While the details of the definition of M&A Broker are complicated, the No-Action Letter has caught the securities industry by surprise.  The No-Action Letter provides a potential exemption from SEC broker-dealer registration for many M&A industry consultants commonly referred to as “business brokers”, even if they are paid “finders” or “success” fees for securities-based M&A transactions between privately-held companies.  In particular, the No-Action Letter permits an M&A Broker [2] to (i) advertise a privately-held company for sale with information such as the description of the business, general location, and price range, (ii) participate in the negotiations of the M&A Transaction, (iii) advise the parties to issue securities, or otherwise to effect the transfer of the business by means of securities, or assess the value of any securities sold, and (iv) receive transaction-based or other compensation, without registering as a broker-dealer with the SEC.

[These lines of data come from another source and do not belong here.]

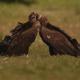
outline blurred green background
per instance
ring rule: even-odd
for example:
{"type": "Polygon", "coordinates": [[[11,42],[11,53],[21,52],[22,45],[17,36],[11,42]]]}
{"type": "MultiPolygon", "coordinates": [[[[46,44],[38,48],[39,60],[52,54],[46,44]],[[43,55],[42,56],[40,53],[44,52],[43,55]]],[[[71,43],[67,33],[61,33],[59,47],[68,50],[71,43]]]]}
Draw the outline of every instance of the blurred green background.
{"type": "MultiPolygon", "coordinates": [[[[80,43],[80,0],[0,0],[0,40],[31,12],[45,15],[51,24],[80,43]]],[[[80,80],[80,57],[49,56],[37,35],[29,57],[0,57],[0,80],[80,80]]]]}

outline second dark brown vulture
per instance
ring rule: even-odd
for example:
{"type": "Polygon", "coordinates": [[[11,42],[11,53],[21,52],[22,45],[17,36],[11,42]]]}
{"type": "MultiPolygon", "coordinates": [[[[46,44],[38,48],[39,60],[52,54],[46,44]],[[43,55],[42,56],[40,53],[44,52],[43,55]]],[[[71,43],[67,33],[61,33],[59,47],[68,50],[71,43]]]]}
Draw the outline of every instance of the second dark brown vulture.
{"type": "Polygon", "coordinates": [[[19,23],[19,25],[11,31],[11,43],[3,55],[23,55],[28,54],[29,47],[35,41],[37,30],[40,26],[38,15],[31,13],[29,21],[26,23],[19,23]]]}
{"type": "Polygon", "coordinates": [[[50,55],[68,54],[80,56],[80,46],[76,39],[71,38],[60,28],[50,24],[46,17],[40,18],[40,36],[48,45],[50,55]]]}

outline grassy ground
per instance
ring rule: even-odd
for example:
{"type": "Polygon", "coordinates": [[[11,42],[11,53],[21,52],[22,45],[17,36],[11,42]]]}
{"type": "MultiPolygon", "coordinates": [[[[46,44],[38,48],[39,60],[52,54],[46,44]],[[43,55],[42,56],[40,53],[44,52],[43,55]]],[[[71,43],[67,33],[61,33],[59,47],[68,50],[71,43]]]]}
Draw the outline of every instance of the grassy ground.
{"type": "MultiPolygon", "coordinates": [[[[79,0],[37,0],[31,6],[0,3],[0,36],[4,37],[18,21],[36,11],[80,42],[79,0]]],[[[48,47],[39,37],[29,57],[0,57],[0,80],[80,80],[80,57],[49,56],[48,47]]]]}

In particular, the SEC noted the following regarding M&A Brokers:

  • M&A Brokers may not have the ability to bind a party to an M&A Transaction.
  • M&A Brokers may not directly, or indirectly through any of its affiliates, provide financing for an M&A Transaction.
  • M&A Brokers may not have custody, control, or possession of or otherwise handle funds or securities issued or exchanged in connection with an M&A Transaction or other securities transaction for the account of others. 
  •  M&A Transactions may not involve a public offering, but instead must be conducted in compliance with an applicable exemption from registration under the Securities Act of 1933.
  • No party to any M&A Transaction may be a “shell company”,[3] other than a “business combination related shell company”.[4]
  • M&A Brokers representing both buyers and sellers must provide clear written disclosure as to the parties represented and obtain written consent from both parties to the joint representation.  In addition, an M&A Broker facilitating an M&A Transaction with a group of buyers may do so only if the group is formed without the assistance of the M&A Broker.
  • The buyer, or group of buyers, in any M&A Transaction must, upon completion of the M&A Transaction, control and actively operate the company or the business conducted with the assets of the business.[5]
  • No M&A Transaction may result in the transfer of interests to a passive buyer or group of passive buyers. 
  •  Any securities received by the buyer or M&A Broker in an M&A Transaction will be restricted securities within the meaning of Rule 144(a)(3) under the Securities Act because the securities would have been issued in a transaction not involving a public offering.
  • M&A Brokers and each officer, director or employee of an M&A Broker: (i) cannot have been barred from association with a broker­dealer by the SEC, any state or any self-regulatory organization; and (ii) may not be suspended from association with a broker-dealer.

Future Considerations

The No-Action Letter is a welcome step towards clarifying the registration requirements for M&A Brokers; however, it remains to be seen what, if any, effect it will have on determinations under state securities laws and their varied definitions of “brokers”, “dealers” and “finders”.  Although it is reasonable to assume that states that have adopted laws similar to federal law in this area may likewise adopt the interpretation presented in the No-Action Letter, only time will tell if this proves to be the case.  We also recommend that individuals and companies looking to rely on the No-Action Letter to avoid SEC broker-dealer registration carefully consider the No-Action Letter’s requirements for transactions to fit under its parameters (namely, the requirements that qualifying transactions involve a buyer that will take voting control, assume executive officer or management positions or otherwise have the power to exert control over the seller after the transaction).  Additionally, we note that the No-Action Letter does not address continuing issues regarding broker-dealer registration of private equity fund advisers that receive deal-based fees, who likely would not be able to comply with the M&A Broker definition.  Nevertheless, the No-Action Letter’s stark departure from the SEC’s historical position that transaction-based compensation is the “hallmark of broker-dealer activity” is a positive step towards addressing, at the federal level, at least some of these issues.